Sri Lanka SVAT impact may disrupt apparel and tea sectors, prompting urgent BoI intervention
Sri Lanka’s export sector is grappling with mounting challenges as the Sri Lanka SVAT impact begins to bite, threatening backward integration and investor confidence. The Board of Investment (BoI) is actively seeking solutions to mitigate the adverse effects of removing the Special Value Added Tax (SVAT) system, according to Chairman Arjuna Herath.
Historically, SVAT allowed local producers to sell goods to exporters without charging VAT, effectively facilitating a zero-rated system that preserved cashflow and reduced financing costs. Its removal has disrupted this balance, placing significant financial strain on exporters who must now pay VAT upfront on locally produced inputs. For industries such as apparel and tea, which operate on thin margins, these additional costs could undermine competitiveness and erode profitability.
Herath emphasized that countries like Vietnam and Taiwan provide valuable lessons in sustaining export-driven industries. In these nations, sales to firms operating in free trade zones—including intermediate goods—are zero-rated. This ensures suppliers receive input credits while exporters avoid upfront tax burdens, creating a more competitive environment for domestic production.
“Imported inputs in Sri Lanka are already free of VAT, similar to other East Asian competitors,” Herath explained. “However, the lack of VAT relief on locally produced inputs discourages backward integration. The apparel sector has invested heavily in domestic textile production, particularly in the Eravur zone, but without SVAT, these investments face significant financial pressures.”
To address this, the BoI has submitted proposals in the current budget and engaged with the Inland Revenue Department to explore provisions that could allow deemed exporters within the zones to benefit from zero-rated VAT. “We are actively engaged in finding solutions to this anomaly,” Herath said.

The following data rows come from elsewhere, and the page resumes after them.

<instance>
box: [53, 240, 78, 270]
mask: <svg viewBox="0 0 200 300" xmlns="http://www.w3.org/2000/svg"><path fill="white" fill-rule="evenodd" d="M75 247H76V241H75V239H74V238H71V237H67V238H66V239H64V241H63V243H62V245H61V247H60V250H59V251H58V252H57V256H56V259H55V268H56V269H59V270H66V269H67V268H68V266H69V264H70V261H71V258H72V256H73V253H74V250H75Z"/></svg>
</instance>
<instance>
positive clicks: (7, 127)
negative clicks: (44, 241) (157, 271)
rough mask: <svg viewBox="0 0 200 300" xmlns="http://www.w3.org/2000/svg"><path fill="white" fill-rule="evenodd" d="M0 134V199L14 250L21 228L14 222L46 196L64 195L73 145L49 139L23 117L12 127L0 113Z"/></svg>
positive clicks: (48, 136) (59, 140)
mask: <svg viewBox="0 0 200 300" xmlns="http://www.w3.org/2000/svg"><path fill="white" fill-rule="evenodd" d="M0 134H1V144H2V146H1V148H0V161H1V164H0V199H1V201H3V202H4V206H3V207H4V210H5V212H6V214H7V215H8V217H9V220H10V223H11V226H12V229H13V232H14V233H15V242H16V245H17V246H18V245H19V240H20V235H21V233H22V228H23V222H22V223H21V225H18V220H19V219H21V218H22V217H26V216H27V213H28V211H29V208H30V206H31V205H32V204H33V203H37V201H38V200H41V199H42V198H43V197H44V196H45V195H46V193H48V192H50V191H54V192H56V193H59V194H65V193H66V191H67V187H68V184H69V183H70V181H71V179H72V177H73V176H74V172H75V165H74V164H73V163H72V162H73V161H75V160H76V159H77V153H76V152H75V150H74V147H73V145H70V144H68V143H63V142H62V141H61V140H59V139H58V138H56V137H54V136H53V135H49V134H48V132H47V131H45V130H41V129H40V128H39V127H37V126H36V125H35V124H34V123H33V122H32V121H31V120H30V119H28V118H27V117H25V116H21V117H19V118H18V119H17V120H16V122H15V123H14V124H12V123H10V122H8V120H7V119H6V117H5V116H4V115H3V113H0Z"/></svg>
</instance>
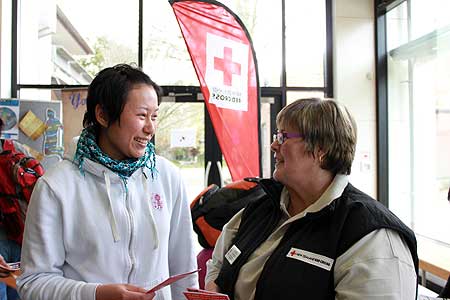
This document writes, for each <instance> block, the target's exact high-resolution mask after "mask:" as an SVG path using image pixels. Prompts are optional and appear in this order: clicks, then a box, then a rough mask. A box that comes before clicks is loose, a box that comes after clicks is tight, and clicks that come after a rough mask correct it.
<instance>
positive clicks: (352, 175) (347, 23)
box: [333, 0, 377, 198]
mask: <svg viewBox="0 0 450 300" xmlns="http://www.w3.org/2000/svg"><path fill="white" fill-rule="evenodd" d="M333 3H334V5H335V7H334V8H333V12H334V18H333V19H334V48H335V49H334V53H333V57H334V87H335V90H334V92H335V94H334V96H335V98H336V99H337V100H338V101H340V102H342V103H343V104H345V105H346V106H347V108H348V109H349V110H350V111H351V113H352V114H353V116H354V117H355V119H356V123H357V126H358V144H357V149H356V156H355V160H354V163H353V167H352V174H351V179H350V180H351V182H352V184H353V185H355V186H356V187H357V188H359V189H361V190H362V191H364V192H366V193H368V194H369V195H371V196H372V197H375V198H376V188H377V185H376V174H377V173H376V171H377V170H376V158H377V157H376V156H377V153H376V98H375V22H374V3H373V0H336V1H334V2H333Z"/></svg>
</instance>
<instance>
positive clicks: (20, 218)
mask: <svg viewBox="0 0 450 300" xmlns="http://www.w3.org/2000/svg"><path fill="white" fill-rule="evenodd" d="M43 174H44V168H43V167H42V166H41V164H40V163H39V161H38V160H36V159H35V158H33V157H29V156H26V155H25V154H24V153H22V152H19V151H16V149H15V148H14V145H13V142H12V141H11V140H5V141H4V144H3V152H1V153H0V178H1V179H0V225H1V226H2V227H3V228H4V230H5V231H6V235H7V237H8V239H11V240H14V241H16V242H17V243H19V244H22V237H23V229H24V225H25V215H26V212H27V207H28V203H29V202H30V197H31V192H32V191H33V188H34V185H35V183H36V181H37V179H38V178H39V177H41V176H42V175H43Z"/></svg>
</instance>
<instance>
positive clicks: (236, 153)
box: [170, 0, 260, 181]
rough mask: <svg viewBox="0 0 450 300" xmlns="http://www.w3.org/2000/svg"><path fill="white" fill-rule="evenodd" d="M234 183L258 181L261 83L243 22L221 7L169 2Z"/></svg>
mask: <svg viewBox="0 0 450 300" xmlns="http://www.w3.org/2000/svg"><path fill="white" fill-rule="evenodd" d="M170 3H171V5H172V8H173V11H174V13H175V16H176V18H177V21H178V24H179V25H180V28H181V32H182V34H183V37H184V40H185V42H186V45H187V48H188V51H189V54H190V56H191V59H192V63H193V65H194V68H195V71H196V73H197V77H198V79H199V81H200V88H201V91H202V94H203V96H204V98H205V103H206V107H207V109H208V112H209V115H210V117H211V120H212V123H213V127H214V131H215V133H216V136H217V139H218V141H219V145H220V148H221V150H222V153H223V155H224V157H225V160H226V162H227V165H228V168H229V170H230V173H231V177H232V179H233V181H236V180H240V179H243V178H244V177H249V176H260V147H259V83H258V73H257V69H256V68H257V66H256V58H255V51H254V49H253V45H252V43H251V39H250V36H249V34H248V32H247V30H246V29H245V27H244V25H243V23H242V21H241V20H240V19H239V18H238V17H237V16H236V15H235V14H234V13H233V12H232V11H231V10H230V9H228V8H227V7H226V6H224V5H223V4H222V3H219V2H217V1H182V0H179V1H176V0H175V1H170Z"/></svg>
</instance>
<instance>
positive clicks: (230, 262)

The SVAT removal has broader implications beyond apparel. Sri Lanka’s tea producers, for instance, must absorb upfront VAT payments, increasing cashflow costs even if refund periods are shortened. Industry reports indicate that tea prices fell by roughly 100 rupees per kilogram following the SVAT removal, though expectations exist for partial recovery once VAT refunds are processed. Smallholders and local buying offices may also struggle, potentially shifting purchases abroad if domestic input costs remain uncompetitive.
Export analysts warn that industries with thin margins, like apparel, may be forced to halt backward integration altogether, opting instead to import inputs. While industrial exporters might pivot to imports to maintain competitiveness, sectors like tea must continue sourcing locally, creating a persistent financial strain.

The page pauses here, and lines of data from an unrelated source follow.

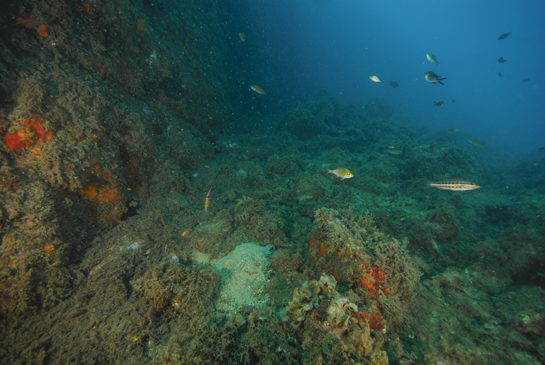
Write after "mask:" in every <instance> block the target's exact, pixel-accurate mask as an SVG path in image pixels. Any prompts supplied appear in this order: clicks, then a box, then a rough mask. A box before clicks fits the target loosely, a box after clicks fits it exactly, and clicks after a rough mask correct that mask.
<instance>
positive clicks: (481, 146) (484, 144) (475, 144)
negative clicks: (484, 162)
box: [468, 139, 486, 147]
mask: <svg viewBox="0 0 545 365" xmlns="http://www.w3.org/2000/svg"><path fill="white" fill-rule="evenodd" d="M468 142H469V143H471V144H474V145H475V146H479V147H486V145H485V144H484V143H482V142H479V141H477V140H475V139H468Z"/></svg>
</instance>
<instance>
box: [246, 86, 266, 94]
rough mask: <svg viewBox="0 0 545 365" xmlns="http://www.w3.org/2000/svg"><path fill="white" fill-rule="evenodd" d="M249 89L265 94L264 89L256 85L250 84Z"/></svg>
mask: <svg viewBox="0 0 545 365" xmlns="http://www.w3.org/2000/svg"><path fill="white" fill-rule="evenodd" d="M250 90H252V91H255V92H256V93H258V94H261V95H265V90H263V89H262V88H260V87H259V86H257V85H252V86H250Z"/></svg>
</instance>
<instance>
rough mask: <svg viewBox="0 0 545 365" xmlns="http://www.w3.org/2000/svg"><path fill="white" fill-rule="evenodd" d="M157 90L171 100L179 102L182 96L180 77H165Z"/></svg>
mask: <svg viewBox="0 0 545 365" xmlns="http://www.w3.org/2000/svg"><path fill="white" fill-rule="evenodd" d="M159 89H161V90H163V91H164V92H165V94H166V95H167V96H168V97H169V98H170V99H173V100H181V99H182V97H183V95H184V89H183V87H182V79H181V78H180V77H165V78H164V79H163V81H161V83H160V84H159Z"/></svg>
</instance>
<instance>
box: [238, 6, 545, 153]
mask: <svg viewBox="0 0 545 365" xmlns="http://www.w3.org/2000/svg"><path fill="white" fill-rule="evenodd" d="M251 3H252V4H253V5H251V6H253V7H254V9H253V11H254V17H253V19H250V20H248V23H249V24H250V26H249V28H251V31H250V32H248V33H249V37H252V36H253V35H254V34H255V36H256V37H259V41H260V42H261V43H262V52H263V55H262V56H263V58H265V62H267V63H269V64H271V65H277V66H278V67H277V68H275V67H274V66H271V67H270V70H269V72H270V73H271V74H272V75H271V78H270V80H264V82H267V81H269V82H268V83H265V84H263V87H264V88H266V89H269V91H270V92H269V96H270V97H271V98H276V99H281V100H286V99H288V96H291V99H292V100H298V99H300V97H301V96H304V95H312V94H313V93H315V92H316V91H318V90H322V89H325V90H327V91H330V92H333V93H334V94H336V95H337V96H338V97H339V98H340V99H343V100H345V101H350V102H361V101H363V100H365V99H370V98H375V97H378V98H384V99H385V100H386V101H388V103H390V104H391V105H392V106H394V107H396V108H397V111H398V112H399V115H405V116H407V117H408V118H410V119H411V120H412V121H413V122H415V123H418V124H423V125H426V126H429V127H431V128H433V129H437V130H449V129H451V128H457V129H459V130H460V132H463V133H467V134H468V135H471V136H473V137H474V138H475V139H477V140H479V141H482V142H484V143H486V144H487V145H488V146H489V147H493V148H494V147H495V148H498V149H501V150H504V151H506V152H508V153H515V154H522V155H528V154H530V155H535V156H539V153H538V152H537V149H538V148H540V147H543V146H545V141H544V140H545V120H544V119H545V103H543V99H544V96H545V92H544V90H543V84H544V81H545V75H544V70H543V66H542V65H543V59H544V58H545V49H544V47H543V45H544V44H545V27H544V26H543V14H545V4H544V3H543V2H541V1H526V2H524V4H523V5H521V4H520V3H518V2H508V1H503V2H498V1H494V2H493V1H480V2H474V1H456V2H442V1H361V0H342V1H335V0H330V1H325V0H316V1H310V0H272V1H271V0H259V1H255V2H253V1H252V2H251ZM511 31H512V35H511V36H510V37H508V38H506V39H504V40H498V37H499V36H500V35H501V34H503V33H507V32H511ZM426 53H433V54H435V55H436V56H437V59H438V61H439V65H436V64H433V63H431V62H429V61H428V60H427V59H426ZM499 57H504V58H505V59H506V60H507V62H505V63H504V64H500V63H499V62H498V58H499ZM427 71H433V72H435V73H436V74H438V75H440V76H443V77H448V79H447V80H445V82H444V83H445V85H444V86H442V85H439V84H435V85H434V84H431V83H428V82H426V81H425V80H424V74H425V73H426V72H427ZM498 72H501V73H502V74H503V76H502V77H500V76H498ZM286 75H289V76H290V77H286ZM370 75H376V76H378V77H379V78H380V79H381V80H382V83H373V82H371V81H370V80H369V76H370ZM525 78H530V81H529V82H523V81H522V80H523V79H525ZM389 81H397V82H398V83H399V85H400V86H399V88H397V89H394V88H392V87H390V86H389V85H388V84H389ZM248 82H251V81H248ZM453 99H455V100H456V102H454V103H453V102H452V100H453ZM434 101H444V102H445V105H444V106H443V107H441V108H438V107H436V106H433V102H434Z"/></svg>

Sri Lanka’s experience mirrors the historical challenges faced by Taiwan in the 1950s. Facing monetary instability and protectionist import tariffs, Taiwan initially used tax rebates and subsequently established free trade zones to support exporters. These interventions allowed domestic industries to expand production, improve competitiveness, and integrate into global supply chains—lessons that are increasingly relevant for Sri Lanka today.

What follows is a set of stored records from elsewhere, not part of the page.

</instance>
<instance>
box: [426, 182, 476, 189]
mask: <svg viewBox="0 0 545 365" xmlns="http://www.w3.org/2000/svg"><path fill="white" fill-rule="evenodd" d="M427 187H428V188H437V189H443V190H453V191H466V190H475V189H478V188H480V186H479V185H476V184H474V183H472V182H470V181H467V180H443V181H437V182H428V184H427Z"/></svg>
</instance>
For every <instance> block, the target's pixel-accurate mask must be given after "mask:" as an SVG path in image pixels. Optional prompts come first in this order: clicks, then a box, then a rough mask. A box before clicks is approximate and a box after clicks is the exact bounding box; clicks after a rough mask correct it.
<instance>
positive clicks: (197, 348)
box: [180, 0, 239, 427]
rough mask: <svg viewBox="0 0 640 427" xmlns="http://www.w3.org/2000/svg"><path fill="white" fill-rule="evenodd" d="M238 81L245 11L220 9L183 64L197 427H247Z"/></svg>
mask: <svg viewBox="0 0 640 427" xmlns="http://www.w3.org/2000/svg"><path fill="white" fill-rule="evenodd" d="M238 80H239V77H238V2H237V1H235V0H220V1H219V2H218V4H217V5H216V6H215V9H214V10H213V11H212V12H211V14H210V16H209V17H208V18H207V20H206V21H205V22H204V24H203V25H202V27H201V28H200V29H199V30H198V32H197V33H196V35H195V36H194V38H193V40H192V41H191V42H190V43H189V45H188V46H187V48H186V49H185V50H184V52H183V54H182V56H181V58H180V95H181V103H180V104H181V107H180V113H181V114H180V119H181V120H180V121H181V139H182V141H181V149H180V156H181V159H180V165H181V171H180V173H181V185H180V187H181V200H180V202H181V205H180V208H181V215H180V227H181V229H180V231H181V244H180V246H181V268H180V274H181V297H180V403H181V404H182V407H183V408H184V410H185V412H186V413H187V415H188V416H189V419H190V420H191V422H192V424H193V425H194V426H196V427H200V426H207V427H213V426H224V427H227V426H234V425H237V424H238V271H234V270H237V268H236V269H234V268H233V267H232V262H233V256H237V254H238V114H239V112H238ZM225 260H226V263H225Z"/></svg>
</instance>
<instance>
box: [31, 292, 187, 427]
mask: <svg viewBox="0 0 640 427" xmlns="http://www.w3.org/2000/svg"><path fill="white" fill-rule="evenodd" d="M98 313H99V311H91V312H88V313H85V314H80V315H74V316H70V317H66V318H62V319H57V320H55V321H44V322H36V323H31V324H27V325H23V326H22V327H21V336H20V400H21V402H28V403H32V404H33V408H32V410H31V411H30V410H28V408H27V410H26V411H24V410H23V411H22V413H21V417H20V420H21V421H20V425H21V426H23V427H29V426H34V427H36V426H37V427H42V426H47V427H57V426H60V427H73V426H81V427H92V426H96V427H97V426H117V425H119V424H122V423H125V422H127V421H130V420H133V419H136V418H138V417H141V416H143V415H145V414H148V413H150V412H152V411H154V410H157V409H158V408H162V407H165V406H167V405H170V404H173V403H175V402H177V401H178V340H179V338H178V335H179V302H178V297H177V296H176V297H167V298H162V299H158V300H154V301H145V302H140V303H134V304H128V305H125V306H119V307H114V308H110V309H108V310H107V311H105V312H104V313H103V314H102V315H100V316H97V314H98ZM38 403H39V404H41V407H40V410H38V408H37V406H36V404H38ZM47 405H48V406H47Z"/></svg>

Understanding the origins of VAT provides context for current debates. Modern VAT was pioneered by France in the 1950s and later adopted widely across Europe. Despite criticisms in other countries, including the United States, where VAT is sometimes mischaracterized as an export subsidy, it has become a central instrument for regulating domestic tax and promoting economic stability. In Sri Lanka, inconsistent VAT policies and frequent tax adjustments following balance-of-payments crises have heightened uncertainty for exporters.
Current corporate tax rates in Sri Lanka, at 30 percent, are also notably higher than in East Asia or Scandinavia, where stable monetary policy allows for rates closer to 20 percent. Critics argue that high taxes, compounded by SVAT removal, discourage foreign investment and threaten domestic industrial growth, particularly in sectors that rely on integrated supply chains.
If left unresolved, the Sri Lanka SVAT impact could undermine years of investment in backward integration, forcing exporters to rethink domestic sourcing strategies and potentially relocate production abroad. The BoI’s proactive engagement and budgetary proposals are therefore critical to maintaining the country’s export competitiveness and sustaining industrial development.
In conclusion, the removal of SVAT has highlighted vulnerabilities in Sri Lanka’s export framework, particularly for industries dependent on domestic inputs and integrated production systems. Timely intervention, policy clarity, and targeted tax measures will be essential to preserve backward integration, stabilize cashflows, and ensure that Sri Lanka remains competitive in global markets.